Créer un impôt européen, le Graal des pro-UE

Publié le .

 

 

Ce mercredi, le Parlement européen invite les Parlements nationaux à débattre de l'avenir du financement de l'Union.

Enjeu: lui donner les moyens d'action dont elle est dépourvue.

 

Non, l'Europe n'est pas riche. Avec 155 milliards d'euros de dépenses prévues pour 2016, le budget de l'Union est bien plus faible que celui de la plupart de ses Etats membres. Cette même année, la France a prévu de dépenser 409 milliards d'euros. 

Qu'il s'agisse de relancer la croissance avec le plan Juncker ou de faire face à la crise des réfugiés, les fonds manquent, et le Brexit ne va rien arranger.
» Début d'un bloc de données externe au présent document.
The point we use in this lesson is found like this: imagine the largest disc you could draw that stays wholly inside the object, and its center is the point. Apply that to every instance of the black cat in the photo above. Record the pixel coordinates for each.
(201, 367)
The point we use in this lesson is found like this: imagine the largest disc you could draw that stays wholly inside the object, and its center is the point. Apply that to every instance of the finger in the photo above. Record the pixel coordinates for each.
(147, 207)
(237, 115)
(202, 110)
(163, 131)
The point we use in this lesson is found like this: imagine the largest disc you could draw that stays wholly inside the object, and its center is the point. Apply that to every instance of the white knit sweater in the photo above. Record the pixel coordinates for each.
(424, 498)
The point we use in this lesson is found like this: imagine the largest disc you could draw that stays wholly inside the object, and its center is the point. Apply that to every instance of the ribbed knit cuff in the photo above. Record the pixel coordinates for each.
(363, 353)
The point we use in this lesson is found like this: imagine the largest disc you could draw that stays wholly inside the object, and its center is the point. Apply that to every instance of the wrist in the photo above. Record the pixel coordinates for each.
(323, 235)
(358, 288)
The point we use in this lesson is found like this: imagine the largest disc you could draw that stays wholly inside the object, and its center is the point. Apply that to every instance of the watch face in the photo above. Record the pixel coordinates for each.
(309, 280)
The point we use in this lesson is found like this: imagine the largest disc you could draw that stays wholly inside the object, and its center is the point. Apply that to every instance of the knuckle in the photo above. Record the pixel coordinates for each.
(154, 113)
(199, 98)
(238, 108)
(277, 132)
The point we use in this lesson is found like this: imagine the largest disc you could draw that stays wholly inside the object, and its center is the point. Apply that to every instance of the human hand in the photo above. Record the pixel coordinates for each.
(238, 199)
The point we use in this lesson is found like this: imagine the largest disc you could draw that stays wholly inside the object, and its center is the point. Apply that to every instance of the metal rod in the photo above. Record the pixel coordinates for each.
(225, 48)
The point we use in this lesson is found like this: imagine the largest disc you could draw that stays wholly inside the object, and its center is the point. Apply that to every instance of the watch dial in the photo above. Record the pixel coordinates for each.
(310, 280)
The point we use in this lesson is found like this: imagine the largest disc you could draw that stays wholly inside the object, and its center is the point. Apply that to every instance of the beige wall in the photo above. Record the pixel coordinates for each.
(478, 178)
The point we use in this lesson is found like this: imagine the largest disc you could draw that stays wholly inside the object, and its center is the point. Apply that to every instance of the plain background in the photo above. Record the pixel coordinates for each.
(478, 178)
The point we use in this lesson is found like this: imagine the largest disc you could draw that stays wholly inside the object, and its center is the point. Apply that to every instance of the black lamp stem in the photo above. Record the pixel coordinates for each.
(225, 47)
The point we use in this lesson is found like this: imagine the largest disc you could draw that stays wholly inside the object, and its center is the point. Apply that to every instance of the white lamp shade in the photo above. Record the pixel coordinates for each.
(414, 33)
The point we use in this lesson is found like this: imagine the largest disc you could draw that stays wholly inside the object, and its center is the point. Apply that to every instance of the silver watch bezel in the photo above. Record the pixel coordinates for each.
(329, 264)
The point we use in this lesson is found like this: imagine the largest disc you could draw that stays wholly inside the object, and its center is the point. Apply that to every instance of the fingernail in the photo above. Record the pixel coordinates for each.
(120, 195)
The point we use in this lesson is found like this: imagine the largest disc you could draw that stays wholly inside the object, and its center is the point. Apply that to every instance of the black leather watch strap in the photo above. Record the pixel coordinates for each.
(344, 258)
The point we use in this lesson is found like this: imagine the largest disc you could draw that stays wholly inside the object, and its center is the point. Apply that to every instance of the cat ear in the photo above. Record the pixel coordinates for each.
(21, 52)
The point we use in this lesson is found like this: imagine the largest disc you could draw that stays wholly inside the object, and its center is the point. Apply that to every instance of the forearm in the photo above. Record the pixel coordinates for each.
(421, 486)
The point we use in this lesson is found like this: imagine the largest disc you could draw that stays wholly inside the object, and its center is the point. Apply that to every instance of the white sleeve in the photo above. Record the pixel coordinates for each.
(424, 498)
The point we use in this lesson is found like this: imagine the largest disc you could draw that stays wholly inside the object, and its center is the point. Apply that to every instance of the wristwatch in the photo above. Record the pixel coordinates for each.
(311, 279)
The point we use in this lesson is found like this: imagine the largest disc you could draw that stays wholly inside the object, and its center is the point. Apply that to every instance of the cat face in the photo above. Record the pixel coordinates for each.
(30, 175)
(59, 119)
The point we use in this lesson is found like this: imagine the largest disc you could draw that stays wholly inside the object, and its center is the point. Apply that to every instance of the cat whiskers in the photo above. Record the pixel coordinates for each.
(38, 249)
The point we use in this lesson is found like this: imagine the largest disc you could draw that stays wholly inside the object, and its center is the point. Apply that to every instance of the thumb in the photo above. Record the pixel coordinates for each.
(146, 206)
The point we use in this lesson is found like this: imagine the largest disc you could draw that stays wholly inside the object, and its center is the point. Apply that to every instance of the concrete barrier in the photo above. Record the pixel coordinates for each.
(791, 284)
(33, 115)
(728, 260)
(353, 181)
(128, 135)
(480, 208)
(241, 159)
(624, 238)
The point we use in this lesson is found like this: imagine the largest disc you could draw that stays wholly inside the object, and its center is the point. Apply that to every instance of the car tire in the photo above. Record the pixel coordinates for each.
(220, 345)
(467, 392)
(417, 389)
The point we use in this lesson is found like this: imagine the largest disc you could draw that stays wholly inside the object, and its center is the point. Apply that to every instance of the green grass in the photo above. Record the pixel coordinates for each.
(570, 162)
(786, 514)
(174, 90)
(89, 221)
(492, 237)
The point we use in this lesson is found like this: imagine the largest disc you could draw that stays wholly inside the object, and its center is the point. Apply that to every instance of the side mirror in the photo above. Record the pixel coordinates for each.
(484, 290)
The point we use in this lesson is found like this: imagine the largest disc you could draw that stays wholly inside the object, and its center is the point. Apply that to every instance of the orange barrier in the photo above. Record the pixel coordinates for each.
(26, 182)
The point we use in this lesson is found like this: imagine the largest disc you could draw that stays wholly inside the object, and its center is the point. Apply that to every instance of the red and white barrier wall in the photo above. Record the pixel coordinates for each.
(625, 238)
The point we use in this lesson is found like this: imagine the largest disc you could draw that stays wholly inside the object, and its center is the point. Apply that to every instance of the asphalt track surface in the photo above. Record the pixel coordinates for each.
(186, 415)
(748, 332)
Le Parlement européen organise ce mercredi à Bruxelles une conférence de deux jours pour discuter de l'avenir du financement de l'Union. 

Créer des ressources propres

Les parlementaires européens aimeraient parvenir à alimenter le budget de l'Union par des fonds propres, sur lesquelles ils auraient un plus grand contrôle. "Le budget est financé à 75% par la contribution des Etats membres. Nous proposons dans notre étude de créer de vraies ressources propres, des prélèvements fiscaux qui lui seraient attribués," explique à L'Express Jacques Le Cacheux, économiste à l'OFCE et coauteur d'un rapport commandé par la Commission sur les pistes de réformes. 

Un impôt européen? Les eurosceptiques vont adorer. "Il ne s'agit pas nécessairement d'augmenter le budget, tempère Jacques Le Cacheux, mais d'obtenir des ressources contrôlées par l'Union européenne." En parallèle, les Etats membres devraient donc faire baisser leur fiscalité nationale pour faire passer la pilule. 

"Le vrai sujet, c'est: 'que fait l'Europe?'"

"80% des recettes du budget européen repartent vers les Etats membres avec la politique agricole commune, les fonds de cohésion et le fonds social", abonde pour L'Express le centriste Jean Arthuis, président de la commission des budgets du Parlement européen. "Sur la part qui reste, et qui pourrait être attribuée à des projets supranationaux, un tiers va au fonctionnement des institutions. Il ne reste donc plus qu'environ 14% du budget pour des projets supranationaux: la sécurité, la coopération, l'accueil des réfugiés, la recherche ou encore le programme Erasmus. Le vrai sujet, c'est: 'que fait l'Europe, quelles sont ses prérogatives?' " 

Les institutions européennes ont confié en 2014 à l'ancien commissaire Mario Monti la direction d'un groupe de mission sur les ressources propres. Il sera présent ce jeudi pour commenter les perspectives de réformes. "Personne n'est satisfait de l'équilibre actuel. La question des rabais aux contributions nationales empoisonne l'Union depuis 30 ans. Le Royaume-Uni n'est pas le seul à en bénéficier. L'Allemagne, la Suède, les Pays-Bas et l'Autriche bénéficient également d'un rabais sur leur contribution en TVA. Les ressources propres permettraient de remettre le compteur à zéro," assure Jacques Le Cacheux. 

"Sans moyens, cela risque de mal finir"

Avec les élections en France et en Allemagne en 2017, le climat semble pourtant peu propice à l'élaboration d'un budget constitué de fonds propres européens, qui implique un pas vers le fédéralisme. "Personne n'y est prêt, reconnaît Jacques Le Cacheux, même si c'est probablement la solution la plus raisonnable. En attendant, l'Europe ne se donne pas les moyens de ses ambitions. Cela risque de mal finir." 

Pour Jean Arthuis, fédéraliste convaincu, "un budget qui ne représente que 1% du PIB des Etats membres est un budget d'impuissance, et l'Europe une institution en danger." Peu confiant envers les chefs d'Etats, "qui ne veulent rien changer pour garder une illusion de souveraineté", il n'espère de la conférence de Bruxelles qu'une "prise de conscience." Mais souhaite, dans l'idéal, une réécriture des Traités qui autorise le parlement européen à lever l'impôt.